Quoique Henriette ne lui eût pas donné de rendez-vous, Émile courut aux Tournelles, le lendemain, de meilleure heure encore, entraîné comme par des chevaux emportés.

Sa muraille à franchir le rendait toujours joyeux ; il eût peut-être été moins ardent sans cette muraille qui lui donnait la joie d’accomplir des prodiges d’agilité et de vaincre un danger.

Le jeune homme accourait, impatient de consulter Henriette sur le projet de mariage. Son espoir le poussait en avant, comme la vapeur qui chasse une locomotive sous sa puissance d’expansion. Mais le jeune homme commença aussi à avoir froid en réfléchissant qu’un refus pourrait bien être essuyé, malgré le premier accueil, surtout de la part d’une jeune personne élevée dans les principes de la convenance sociale, et qui ignorait sa position infime de petit employé.
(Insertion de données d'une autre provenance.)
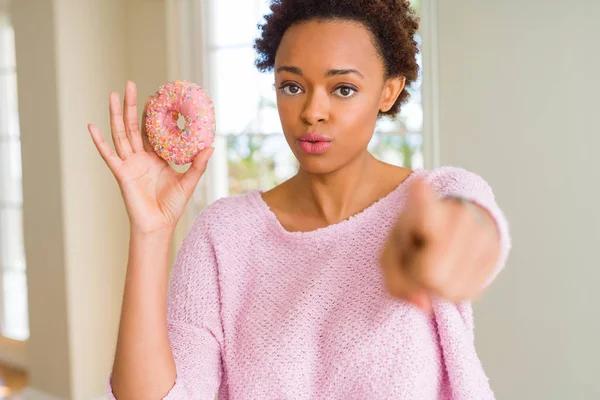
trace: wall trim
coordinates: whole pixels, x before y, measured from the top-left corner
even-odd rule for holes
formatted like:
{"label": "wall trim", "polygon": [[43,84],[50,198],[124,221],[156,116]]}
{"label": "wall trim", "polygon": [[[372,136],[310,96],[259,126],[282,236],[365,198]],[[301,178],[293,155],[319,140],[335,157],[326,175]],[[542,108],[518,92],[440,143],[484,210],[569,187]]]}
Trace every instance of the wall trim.
{"label": "wall trim", "polygon": [[423,158],[425,168],[440,166],[438,0],[421,1],[423,56]]}

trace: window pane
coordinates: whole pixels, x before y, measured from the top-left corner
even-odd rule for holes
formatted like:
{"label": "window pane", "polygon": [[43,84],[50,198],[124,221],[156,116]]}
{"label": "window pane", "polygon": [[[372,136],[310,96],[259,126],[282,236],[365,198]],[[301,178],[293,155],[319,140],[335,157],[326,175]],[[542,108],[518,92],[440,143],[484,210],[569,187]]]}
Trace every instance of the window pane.
{"label": "window pane", "polygon": [[253,0],[206,0],[208,44],[211,47],[251,46],[258,35],[260,4]]}
{"label": "window pane", "polygon": [[259,107],[257,133],[279,133],[283,135],[281,120],[277,111],[275,78],[273,72],[258,74]]}
{"label": "window pane", "polygon": [[377,132],[369,151],[378,159],[406,168],[423,168],[423,136],[420,133]]}
{"label": "window pane", "polygon": [[4,271],[4,302],[2,307],[2,336],[27,340],[29,321],[27,320],[27,279],[24,271]]}
{"label": "window pane", "polygon": [[[417,34],[415,40],[421,48],[421,37]],[[422,57],[417,54],[417,64],[419,65],[419,76],[412,85],[407,88],[410,94],[408,103],[402,105],[400,114],[396,119],[382,118],[377,122],[376,130],[378,132],[402,133],[423,132],[423,105],[421,100],[422,84]]]}
{"label": "window pane", "polygon": [[0,15],[0,336],[29,337],[14,32]]}
{"label": "window pane", "polygon": [[0,137],[18,135],[17,75],[0,69]]}
{"label": "window pane", "polygon": [[210,53],[211,97],[215,102],[217,131],[235,134],[255,131],[260,102],[259,72],[252,48]]}
{"label": "window pane", "polygon": [[23,214],[20,207],[0,208],[0,268],[25,270]]}
{"label": "window pane", "polygon": [[230,195],[268,190],[297,170],[283,134],[228,136],[227,159]]}
{"label": "window pane", "polygon": [[0,207],[20,205],[21,142],[18,137],[0,137]]}
{"label": "window pane", "polygon": [[15,33],[10,21],[5,15],[0,15],[0,68],[12,68],[15,66]]}

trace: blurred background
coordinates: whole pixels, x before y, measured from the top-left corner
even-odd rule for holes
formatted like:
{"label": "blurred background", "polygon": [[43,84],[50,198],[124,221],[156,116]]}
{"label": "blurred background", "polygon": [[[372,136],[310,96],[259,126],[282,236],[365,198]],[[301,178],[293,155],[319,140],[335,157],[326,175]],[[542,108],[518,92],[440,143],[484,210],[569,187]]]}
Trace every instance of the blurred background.
{"label": "blurred background", "polygon": [[[0,0],[0,399],[101,399],[128,224],[89,138],[108,95],[205,87],[216,150],[172,256],[218,198],[269,189],[295,159],[271,74],[253,65],[267,0]],[[483,176],[511,224],[475,304],[498,399],[600,399],[600,1],[421,0],[420,79],[370,149]],[[141,112],[141,107],[140,112]]]}

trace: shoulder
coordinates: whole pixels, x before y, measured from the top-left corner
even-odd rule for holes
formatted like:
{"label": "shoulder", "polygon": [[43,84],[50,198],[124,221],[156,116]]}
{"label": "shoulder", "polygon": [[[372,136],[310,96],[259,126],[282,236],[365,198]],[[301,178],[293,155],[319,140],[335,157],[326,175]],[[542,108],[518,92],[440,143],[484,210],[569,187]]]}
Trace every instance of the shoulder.
{"label": "shoulder", "polygon": [[257,215],[259,192],[221,198],[202,210],[192,225],[191,231],[218,233],[224,228],[243,226],[245,221]]}
{"label": "shoulder", "polygon": [[443,166],[425,172],[426,182],[439,195],[459,195],[464,192],[493,197],[492,188],[480,175],[461,167]]}

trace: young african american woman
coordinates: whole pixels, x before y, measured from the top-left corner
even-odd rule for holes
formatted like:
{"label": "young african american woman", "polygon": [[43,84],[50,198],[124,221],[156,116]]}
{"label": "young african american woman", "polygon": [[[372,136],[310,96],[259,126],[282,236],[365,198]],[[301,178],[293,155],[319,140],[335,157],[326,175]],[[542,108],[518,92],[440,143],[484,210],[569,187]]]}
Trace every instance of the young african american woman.
{"label": "young african american woman", "polygon": [[256,65],[273,71],[298,172],[203,210],[170,279],[173,230],[213,149],[176,172],[140,131],[133,82],[123,109],[111,93],[115,150],[89,125],[131,224],[110,398],[494,397],[470,302],[510,249],[491,188],[367,151],[417,79],[417,28],[407,1],[271,2]]}

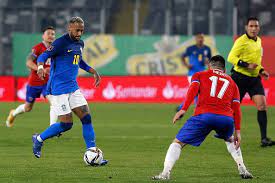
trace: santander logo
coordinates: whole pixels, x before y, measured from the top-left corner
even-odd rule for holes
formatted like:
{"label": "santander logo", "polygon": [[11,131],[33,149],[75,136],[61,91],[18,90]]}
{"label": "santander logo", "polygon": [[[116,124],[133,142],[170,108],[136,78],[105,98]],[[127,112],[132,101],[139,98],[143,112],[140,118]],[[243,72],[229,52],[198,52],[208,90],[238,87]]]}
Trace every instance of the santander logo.
{"label": "santander logo", "polygon": [[107,87],[103,89],[102,95],[108,100],[113,99],[116,96],[116,91],[112,82],[109,82]]}
{"label": "santander logo", "polygon": [[188,87],[181,88],[173,85],[171,81],[166,82],[166,86],[162,89],[162,96],[166,99],[179,99],[186,96]]}
{"label": "santander logo", "polygon": [[157,88],[152,86],[114,86],[112,82],[108,82],[106,88],[102,91],[102,96],[107,99],[139,99],[139,98],[155,98],[157,96]]}
{"label": "santander logo", "polygon": [[26,99],[26,91],[27,91],[27,83],[25,83],[22,88],[20,88],[17,91],[17,97],[21,100],[25,100]]}
{"label": "santander logo", "polygon": [[172,87],[172,83],[171,81],[167,81],[165,88],[163,88],[162,90],[162,95],[166,98],[166,99],[171,99],[174,96],[174,89]]}

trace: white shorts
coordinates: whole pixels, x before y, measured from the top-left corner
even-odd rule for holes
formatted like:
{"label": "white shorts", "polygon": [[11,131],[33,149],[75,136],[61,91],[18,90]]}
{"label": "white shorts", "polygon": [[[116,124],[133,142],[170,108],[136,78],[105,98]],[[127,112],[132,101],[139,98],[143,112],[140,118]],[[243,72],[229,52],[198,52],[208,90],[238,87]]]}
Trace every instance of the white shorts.
{"label": "white shorts", "polygon": [[46,98],[48,99],[50,105],[52,105],[53,95],[47,95]]}
{"label": "white shorts", "polygon": [[79,89],[69,94],[52,95],[50,98],[53,110],[58,116],[69,114],[74,108],[88,105]]}

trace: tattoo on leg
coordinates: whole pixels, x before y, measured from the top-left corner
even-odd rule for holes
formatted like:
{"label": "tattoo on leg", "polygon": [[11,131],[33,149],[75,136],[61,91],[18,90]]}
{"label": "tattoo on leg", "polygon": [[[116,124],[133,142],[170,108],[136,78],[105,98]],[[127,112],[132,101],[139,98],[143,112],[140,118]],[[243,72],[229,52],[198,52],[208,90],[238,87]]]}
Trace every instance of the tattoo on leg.
{"label": "tattoo on leg", "polygon": [[89,112],[88,106],[86,106],[86,105],[81,106],[81,107],[80,107],[80,110],[81,110],[81,112],[83,112],[83,113],[88,113],[88,112]]}

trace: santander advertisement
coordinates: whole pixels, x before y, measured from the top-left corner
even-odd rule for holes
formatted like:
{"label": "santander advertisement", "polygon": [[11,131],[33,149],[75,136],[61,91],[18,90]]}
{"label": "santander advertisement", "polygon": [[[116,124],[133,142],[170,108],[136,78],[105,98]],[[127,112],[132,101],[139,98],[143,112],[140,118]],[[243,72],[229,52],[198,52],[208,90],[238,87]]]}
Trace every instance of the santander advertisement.
{"label": "santander advertisement", "polygon": [[[0,101],[24,101],[26,77],[0,77]],[[80,90],[90,102],[180,103],[189,83],[185,76],[103,76],[98,88],[92,77],[79,77]],[[275,77],[263,80],[267,102],[275,105]],[[37,101],[45,101],[43,97]],[[253,104],[248,95],[243,104]]]}
{"label": "santander advertisement", "polygon": [[103,77],[95,101],[180,102],[188,90],[186,77]]}

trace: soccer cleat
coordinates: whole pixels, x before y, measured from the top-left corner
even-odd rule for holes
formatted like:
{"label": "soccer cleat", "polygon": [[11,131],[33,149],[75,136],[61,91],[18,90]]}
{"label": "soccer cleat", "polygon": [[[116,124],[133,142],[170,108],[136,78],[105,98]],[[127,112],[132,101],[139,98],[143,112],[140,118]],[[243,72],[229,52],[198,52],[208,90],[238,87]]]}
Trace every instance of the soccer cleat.
{"label": "soccer cleat", "polygon": [[271,140],[270,138],[264,138],[261,140],[262,147],[273,146],[273,145],[275,145],[275,141]]}
{"label": "soccer cleat", "polygon": [[6,121],[6,126],[7,127],[12,127],[13,126],[13,121],[15,117],[13,116],[14,109],[10,110],[9,116]]}
{"label": "soccer cleat", "polygon": [[108,162],[109,162],[108,160],[103,159],[103,160],[100,162],[100,164],[90,164],[90,165],[93,166],[93,167],[105,166],[105,165],[108,164]]}
{"label": "soccer cleat", "polygon": [[107,165],[108,164],[108,160],[104,159],[101,161],[101,163],[99,164],[99,166],[104,166],[104,165]]}
{"label": "soccer cleat", "polygon": [[242,179],[253,179],[253,175],[243,166],[238,167]]}
{"label": "soccer cleat", "polygon": [[43,142],[39,142],[37,140],[38,135],[39,134],[36,133],[32,136],[32,142],[33,142],[32,152],[33,152],[35,157],[40,158],[41,157],[41,148],[43,146]]}
{"label": "soccer cleat", "polygon": [[159,175],[153,176],[152,180],[170,180],[170,174],[162,172]]}

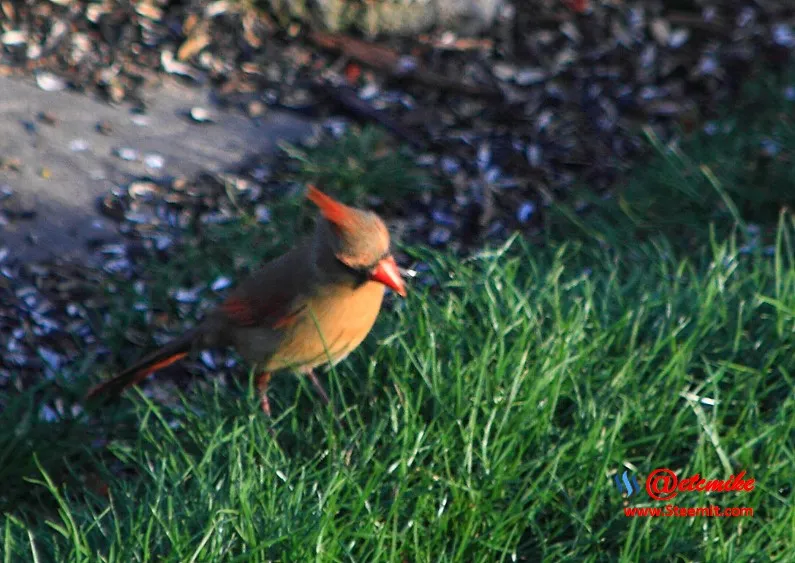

Sa hardiesse rentra au fourreau.

Cependant Henriette l’attendait déjà dans le parc, inquiète et remuante comme une alouette, avide de boire la conversation d’Émile, qui lui faisait l’effet d’une tasse de lait chaud et pur.

« Comment vous portez-vous ? lui dit Émile en lui tendant la main.

— Très bien, merci ; et vous ? » répondit Henriette.